Downtown Singapore - Understanding A Guarantee (Cover Artwork)
Staff Review

Downtown Singapore

Understanding A Guarantee (2005)


Although Downtown Singapore's press release might promise all sorts of ridiculous trendhopping ("Jerry suggests the most apt description of their music is a 'mix between Coheed & Cambria and Thursday'") and clichéd denying of such ("We're a rock band"), the band is actually a far cry from a fair deal associated with such. A young and honest voice resembling the lead singer of Fairweather fronts the band, whose sound at times emulates Something To Write..-era Get Up Kids or most especially the slower moments on If They Move...Kill Them. They're still pretty derivative, but it's void of screaming, synth, and breakdowns (except for some silly riffs in "Love Gift"), so I don't see what the P.R. is trying to pull in kids about.

The one time they do take from Thursday is in some of the riffs in "Lower East Side," which actually works quite well in favor of the band; the emotions seem most stripped down here and at the same time seems much darker in mood in contrast to the rest of the EP, with some interesting pace changes and the strongest work the vocalist puts forth. The rest of the tracks just drag too much or make ill use of repetition and lyrics in need of less oblivious contexts.

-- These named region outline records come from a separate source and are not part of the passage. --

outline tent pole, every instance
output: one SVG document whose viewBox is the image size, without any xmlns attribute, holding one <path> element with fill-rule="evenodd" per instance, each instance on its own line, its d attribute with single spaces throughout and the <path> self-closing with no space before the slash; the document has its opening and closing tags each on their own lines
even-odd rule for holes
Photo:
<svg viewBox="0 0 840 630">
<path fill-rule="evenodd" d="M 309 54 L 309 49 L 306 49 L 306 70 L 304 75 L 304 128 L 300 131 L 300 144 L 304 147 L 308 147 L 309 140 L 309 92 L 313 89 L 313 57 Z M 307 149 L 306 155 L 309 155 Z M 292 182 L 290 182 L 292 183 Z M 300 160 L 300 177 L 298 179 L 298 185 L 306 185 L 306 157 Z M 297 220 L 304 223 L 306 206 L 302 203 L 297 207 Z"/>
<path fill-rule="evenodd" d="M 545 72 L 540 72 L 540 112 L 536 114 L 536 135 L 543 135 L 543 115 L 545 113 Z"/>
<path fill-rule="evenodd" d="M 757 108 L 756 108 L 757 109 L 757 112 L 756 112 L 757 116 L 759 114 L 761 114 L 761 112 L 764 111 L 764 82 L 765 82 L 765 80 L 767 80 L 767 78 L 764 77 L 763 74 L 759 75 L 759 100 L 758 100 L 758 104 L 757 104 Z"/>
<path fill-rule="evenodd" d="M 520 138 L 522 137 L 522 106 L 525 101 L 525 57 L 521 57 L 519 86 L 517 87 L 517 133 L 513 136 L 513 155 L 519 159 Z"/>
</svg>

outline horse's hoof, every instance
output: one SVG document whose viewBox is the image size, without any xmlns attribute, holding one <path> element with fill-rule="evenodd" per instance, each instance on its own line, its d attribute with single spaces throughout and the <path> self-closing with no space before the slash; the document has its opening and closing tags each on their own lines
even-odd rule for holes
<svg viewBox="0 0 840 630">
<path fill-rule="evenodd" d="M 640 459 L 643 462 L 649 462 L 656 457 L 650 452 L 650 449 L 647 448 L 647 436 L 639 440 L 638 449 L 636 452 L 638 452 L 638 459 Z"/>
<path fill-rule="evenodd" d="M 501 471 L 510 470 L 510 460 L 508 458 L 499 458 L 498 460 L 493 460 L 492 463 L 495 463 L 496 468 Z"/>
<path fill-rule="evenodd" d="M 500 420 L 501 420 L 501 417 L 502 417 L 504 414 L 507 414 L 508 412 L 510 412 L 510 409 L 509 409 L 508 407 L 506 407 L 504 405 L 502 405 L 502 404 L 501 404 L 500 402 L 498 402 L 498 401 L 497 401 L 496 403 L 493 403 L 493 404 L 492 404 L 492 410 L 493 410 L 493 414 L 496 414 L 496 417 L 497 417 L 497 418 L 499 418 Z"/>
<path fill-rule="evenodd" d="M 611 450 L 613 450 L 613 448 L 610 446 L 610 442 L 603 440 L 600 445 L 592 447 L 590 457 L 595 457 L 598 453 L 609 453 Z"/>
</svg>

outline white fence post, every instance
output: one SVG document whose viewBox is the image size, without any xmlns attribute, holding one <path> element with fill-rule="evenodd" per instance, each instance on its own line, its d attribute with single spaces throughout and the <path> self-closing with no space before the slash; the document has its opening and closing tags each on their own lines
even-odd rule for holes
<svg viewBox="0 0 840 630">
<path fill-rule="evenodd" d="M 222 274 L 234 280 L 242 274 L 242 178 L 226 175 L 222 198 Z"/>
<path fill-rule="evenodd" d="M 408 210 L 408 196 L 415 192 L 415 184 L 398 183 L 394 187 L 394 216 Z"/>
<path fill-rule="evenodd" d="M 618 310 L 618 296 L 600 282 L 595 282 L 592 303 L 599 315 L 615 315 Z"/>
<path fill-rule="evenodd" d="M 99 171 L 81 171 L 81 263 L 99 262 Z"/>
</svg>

One looming fault is how they rip off most of Fairweather's "South Street 1 AM" in "Velvet Divorce." Not only do the intros use a lot of the same midtempo guitar strokes to create an emotional atmosphere, but they make the same transition in the first minute, letting them softly fade so the vocals can crawl forth.

The band doesn't take themselves too seriously, as shown by their cover of Cyndi Lauper's "Time After Time" that closes the EP. It's pretty cheesy and sort of kills any emotions that might've been building in the album, but with every vocal croon it sounds like someone's about to burst out into laughter, so at least they're having fun and keep it tight.

Understanding A Guarantee certainly has a moment here or there. It manages to avoid most badly-chosen, contemporary emo fare in favor of reaching back at least a couple years prior, but if it could strengthen those qualities and disperse them well, a solid record is in the works.